CANCER: 5 YEARS AND CLEAR

Nov 26th, 2012 | By Dr Jerry D Elrod | Category: Senior Moments Blog

After Effects of Cancer

A visit to my Oncologist this week will reveal that cancer surgery for the removal of my prostate is successful with no indication of any return after five full years. That is good news.  The down side is that there have been several side affects that have contributed to life’s not being quite the same.  They are incontinence, sexual dysfunction, and loss of stamina.

Some would argue that that isn’t much of a trade off.  And, indeed there are days I would agree.  I am now nearing 74 and the limitations are unsettling and just that, limiting.  The trade off is that I am alive.
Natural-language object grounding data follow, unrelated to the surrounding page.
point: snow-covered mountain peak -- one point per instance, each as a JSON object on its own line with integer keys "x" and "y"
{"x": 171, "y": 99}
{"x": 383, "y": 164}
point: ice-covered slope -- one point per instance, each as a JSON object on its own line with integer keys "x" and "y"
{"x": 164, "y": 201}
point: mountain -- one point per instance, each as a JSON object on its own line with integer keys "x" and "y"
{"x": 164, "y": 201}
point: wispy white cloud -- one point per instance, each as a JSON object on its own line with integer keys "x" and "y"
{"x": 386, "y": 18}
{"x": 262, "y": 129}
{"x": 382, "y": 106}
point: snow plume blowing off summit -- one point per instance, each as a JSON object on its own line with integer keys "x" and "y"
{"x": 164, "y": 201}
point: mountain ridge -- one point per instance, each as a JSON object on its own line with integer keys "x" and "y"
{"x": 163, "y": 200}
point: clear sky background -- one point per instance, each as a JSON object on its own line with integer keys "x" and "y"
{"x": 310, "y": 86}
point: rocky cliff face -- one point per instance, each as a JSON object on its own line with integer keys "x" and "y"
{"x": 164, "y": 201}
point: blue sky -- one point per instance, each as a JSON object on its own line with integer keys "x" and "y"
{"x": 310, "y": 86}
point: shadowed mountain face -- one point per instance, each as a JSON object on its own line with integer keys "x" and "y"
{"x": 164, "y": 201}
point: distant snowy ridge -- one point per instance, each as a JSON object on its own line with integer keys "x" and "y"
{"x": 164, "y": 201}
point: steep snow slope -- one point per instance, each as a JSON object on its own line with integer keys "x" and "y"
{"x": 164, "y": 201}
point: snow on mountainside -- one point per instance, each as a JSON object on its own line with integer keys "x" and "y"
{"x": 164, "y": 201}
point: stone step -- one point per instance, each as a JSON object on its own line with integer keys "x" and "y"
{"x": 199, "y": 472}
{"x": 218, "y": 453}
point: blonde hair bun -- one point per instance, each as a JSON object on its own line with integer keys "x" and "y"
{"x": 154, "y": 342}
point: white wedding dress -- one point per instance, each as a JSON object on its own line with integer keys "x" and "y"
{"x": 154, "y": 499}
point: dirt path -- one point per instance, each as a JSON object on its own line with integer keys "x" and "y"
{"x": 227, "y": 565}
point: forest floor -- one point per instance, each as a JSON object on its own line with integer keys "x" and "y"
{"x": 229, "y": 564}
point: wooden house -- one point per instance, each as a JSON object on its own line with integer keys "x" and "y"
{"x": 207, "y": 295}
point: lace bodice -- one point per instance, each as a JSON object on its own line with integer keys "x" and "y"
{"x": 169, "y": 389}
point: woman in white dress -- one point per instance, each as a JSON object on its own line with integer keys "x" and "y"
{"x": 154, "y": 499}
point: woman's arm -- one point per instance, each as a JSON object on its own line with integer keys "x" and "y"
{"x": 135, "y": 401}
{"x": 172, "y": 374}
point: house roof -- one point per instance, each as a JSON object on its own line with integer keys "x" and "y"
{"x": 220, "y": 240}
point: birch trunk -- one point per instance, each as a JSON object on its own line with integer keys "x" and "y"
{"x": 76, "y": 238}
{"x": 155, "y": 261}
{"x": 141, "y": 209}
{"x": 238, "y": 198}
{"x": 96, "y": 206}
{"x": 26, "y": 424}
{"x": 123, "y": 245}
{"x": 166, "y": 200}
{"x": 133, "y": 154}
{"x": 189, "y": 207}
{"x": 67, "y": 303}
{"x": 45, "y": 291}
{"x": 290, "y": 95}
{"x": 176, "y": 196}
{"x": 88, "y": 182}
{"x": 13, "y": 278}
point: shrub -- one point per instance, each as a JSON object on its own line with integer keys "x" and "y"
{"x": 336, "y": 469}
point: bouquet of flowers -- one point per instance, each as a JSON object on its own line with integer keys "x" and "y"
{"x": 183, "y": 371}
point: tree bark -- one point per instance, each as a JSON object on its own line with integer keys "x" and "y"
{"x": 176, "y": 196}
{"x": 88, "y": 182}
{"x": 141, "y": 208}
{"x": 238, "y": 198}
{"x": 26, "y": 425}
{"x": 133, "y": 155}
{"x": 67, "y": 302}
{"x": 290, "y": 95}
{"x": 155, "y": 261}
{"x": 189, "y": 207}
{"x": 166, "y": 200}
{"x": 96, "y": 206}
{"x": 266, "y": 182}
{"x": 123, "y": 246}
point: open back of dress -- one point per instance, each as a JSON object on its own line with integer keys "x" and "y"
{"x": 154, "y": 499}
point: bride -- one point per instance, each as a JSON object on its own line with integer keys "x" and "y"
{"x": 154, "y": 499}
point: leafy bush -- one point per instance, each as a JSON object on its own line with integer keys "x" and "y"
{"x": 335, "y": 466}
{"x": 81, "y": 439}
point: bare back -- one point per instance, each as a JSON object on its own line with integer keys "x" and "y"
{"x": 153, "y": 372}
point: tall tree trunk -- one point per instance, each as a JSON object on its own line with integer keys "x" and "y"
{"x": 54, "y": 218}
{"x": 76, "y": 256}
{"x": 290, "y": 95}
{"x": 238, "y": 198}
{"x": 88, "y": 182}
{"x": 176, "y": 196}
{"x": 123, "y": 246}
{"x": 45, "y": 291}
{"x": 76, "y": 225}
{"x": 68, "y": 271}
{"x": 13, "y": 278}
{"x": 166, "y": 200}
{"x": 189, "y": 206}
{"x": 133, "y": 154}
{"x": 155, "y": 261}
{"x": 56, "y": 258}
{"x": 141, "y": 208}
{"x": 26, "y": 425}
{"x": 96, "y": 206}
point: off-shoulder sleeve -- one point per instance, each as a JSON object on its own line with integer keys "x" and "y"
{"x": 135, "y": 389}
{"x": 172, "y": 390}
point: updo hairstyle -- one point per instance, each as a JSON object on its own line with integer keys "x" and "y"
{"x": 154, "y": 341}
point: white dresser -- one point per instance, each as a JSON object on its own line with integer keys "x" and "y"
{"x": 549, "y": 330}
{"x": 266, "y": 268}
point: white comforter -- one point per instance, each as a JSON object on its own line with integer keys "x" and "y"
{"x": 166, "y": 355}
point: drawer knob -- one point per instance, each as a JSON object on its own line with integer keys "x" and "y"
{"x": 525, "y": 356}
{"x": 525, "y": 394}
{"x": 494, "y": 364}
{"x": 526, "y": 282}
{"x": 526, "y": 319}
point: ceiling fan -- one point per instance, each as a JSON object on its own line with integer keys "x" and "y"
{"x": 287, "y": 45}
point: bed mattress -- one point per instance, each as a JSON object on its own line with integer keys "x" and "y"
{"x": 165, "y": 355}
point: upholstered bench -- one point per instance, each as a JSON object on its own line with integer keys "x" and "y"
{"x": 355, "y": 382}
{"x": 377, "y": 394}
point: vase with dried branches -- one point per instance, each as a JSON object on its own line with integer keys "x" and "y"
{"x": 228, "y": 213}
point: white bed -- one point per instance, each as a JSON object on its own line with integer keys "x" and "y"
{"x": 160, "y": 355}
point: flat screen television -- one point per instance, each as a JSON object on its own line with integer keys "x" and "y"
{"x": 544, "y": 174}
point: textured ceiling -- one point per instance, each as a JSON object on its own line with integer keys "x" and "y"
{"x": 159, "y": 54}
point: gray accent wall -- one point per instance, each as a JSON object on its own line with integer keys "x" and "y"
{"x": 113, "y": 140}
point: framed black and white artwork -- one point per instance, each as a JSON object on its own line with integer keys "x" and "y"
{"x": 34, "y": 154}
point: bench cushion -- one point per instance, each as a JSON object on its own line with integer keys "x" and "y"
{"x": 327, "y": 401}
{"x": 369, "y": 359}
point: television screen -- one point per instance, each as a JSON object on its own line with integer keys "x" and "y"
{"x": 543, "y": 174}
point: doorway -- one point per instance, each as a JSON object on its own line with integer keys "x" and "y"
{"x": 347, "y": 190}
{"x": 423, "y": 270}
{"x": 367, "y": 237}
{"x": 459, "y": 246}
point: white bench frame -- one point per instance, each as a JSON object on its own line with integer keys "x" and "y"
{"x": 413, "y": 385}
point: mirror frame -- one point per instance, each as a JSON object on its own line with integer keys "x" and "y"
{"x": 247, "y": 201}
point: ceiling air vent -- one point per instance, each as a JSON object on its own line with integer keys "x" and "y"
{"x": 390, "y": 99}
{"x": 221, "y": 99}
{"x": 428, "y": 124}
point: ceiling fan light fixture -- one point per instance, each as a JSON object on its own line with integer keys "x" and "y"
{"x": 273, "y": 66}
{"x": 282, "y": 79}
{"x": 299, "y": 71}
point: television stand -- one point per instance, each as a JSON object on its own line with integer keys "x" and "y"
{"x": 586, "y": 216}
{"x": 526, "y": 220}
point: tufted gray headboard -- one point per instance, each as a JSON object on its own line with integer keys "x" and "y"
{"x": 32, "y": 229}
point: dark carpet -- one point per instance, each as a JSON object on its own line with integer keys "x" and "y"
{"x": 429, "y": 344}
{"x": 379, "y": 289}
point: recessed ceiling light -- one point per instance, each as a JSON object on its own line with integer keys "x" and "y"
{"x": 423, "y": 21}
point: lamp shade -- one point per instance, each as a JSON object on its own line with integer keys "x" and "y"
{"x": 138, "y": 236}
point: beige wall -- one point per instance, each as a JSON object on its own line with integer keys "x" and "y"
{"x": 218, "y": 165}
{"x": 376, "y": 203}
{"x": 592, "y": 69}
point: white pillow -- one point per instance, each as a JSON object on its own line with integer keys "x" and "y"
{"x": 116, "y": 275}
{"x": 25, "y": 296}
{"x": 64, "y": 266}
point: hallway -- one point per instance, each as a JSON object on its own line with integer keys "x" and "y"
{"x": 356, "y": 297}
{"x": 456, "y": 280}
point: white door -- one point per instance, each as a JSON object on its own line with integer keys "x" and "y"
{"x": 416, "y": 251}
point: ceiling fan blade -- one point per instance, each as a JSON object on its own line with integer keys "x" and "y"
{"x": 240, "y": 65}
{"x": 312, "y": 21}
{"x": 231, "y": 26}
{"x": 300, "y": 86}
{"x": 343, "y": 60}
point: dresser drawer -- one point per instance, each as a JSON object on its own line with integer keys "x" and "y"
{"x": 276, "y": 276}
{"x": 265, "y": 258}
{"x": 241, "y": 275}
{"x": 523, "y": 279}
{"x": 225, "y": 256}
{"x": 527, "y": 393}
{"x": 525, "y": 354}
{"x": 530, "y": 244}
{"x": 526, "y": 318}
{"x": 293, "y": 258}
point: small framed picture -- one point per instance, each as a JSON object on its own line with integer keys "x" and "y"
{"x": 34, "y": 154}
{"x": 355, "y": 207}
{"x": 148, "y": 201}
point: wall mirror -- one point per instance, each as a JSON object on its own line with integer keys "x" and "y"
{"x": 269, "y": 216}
And that, of course, is a good thing.  But, beware, those who have been diagnosed, there is no perfect cure or solution.  There is a cost associated with choosing almost any treatment.

Medical Science Progress

Medical science is indeed wondrous and the option for highly aggressive cancer, robotic surgery, is being touted as the best means for addressing prostate cancer with no side affects. May it be so.  Those of us who have already made our choices and live with the consequences have no further options.  We will need to live with the results associated with our earlier surgeries.  With death as the final option, that is not altogether bad.

There has been much touted about over aggressive treatment of prostate cancer by physicians in recent months.  That suggests that the need to identify newer and safer treatments is all the more critical.  It may take time, but on this side of the funeral home, that is a luxury one can best afford.  Checking out the variety of treatments, the statistics favoring one over another and the potential consequences is the best counsel any oncologist can offer. Don’t rush, unless, of course you are at Stage IV and your Gleason scale is exceptionally high, as mine was.  With the new robotic surgery now available, there may be good news for any of those who have been presently diagnosed.  If so, good luck and thanks to modern medical progress.